After the War dispensation was made to the Japanese to deface the Royal Chrysanthemum as this was the Emperors Imperial sign. As a consequence of this most Arisakas are found with defaced or ground Chrysanthemums This rifle was originally issued with “aircraft wings” on the rear sight to shoot the rifle at aircraft but these were often removed as being totally impracticable although this rifle still retains the aircraft wings which were calibrated 1 3 to represent the speed of an aircraft up to 300 kmh. The rifle has a good shooting bore which is chrome lined as are all the earlier rifles
The rifle stock was made in 2 pieces and on most of the later type 99’s and 38’s unseasoned wood was used but this rifle was made at the height of the Japanese military might and workmanship and materials were excellent so there is no huge separation crack to be seen on the butt. The stock is generally in decent shape as can be seen from the photographs but there are the usual handling marks.
Decent Arisakas are becoming difficult to source as there is now an insatiable demand in the USA to collect and shoot them and several excellent books published in recent years have increased interest in them.
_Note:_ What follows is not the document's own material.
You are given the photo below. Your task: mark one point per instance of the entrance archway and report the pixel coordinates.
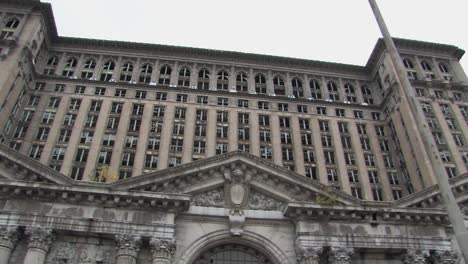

All Arisakas are well made including the erroneously named last ditch rifles that were made without many of the earlier refinements and this one is a good example and still maintains the bolt cover which was usually throw away as it was too noisy especially as the japanese used to like creeping up on there enemy.it also has the original cleaning rod which again usually got lost.
overall this is a decent arisaka and has also been reproofed so safe to shoot.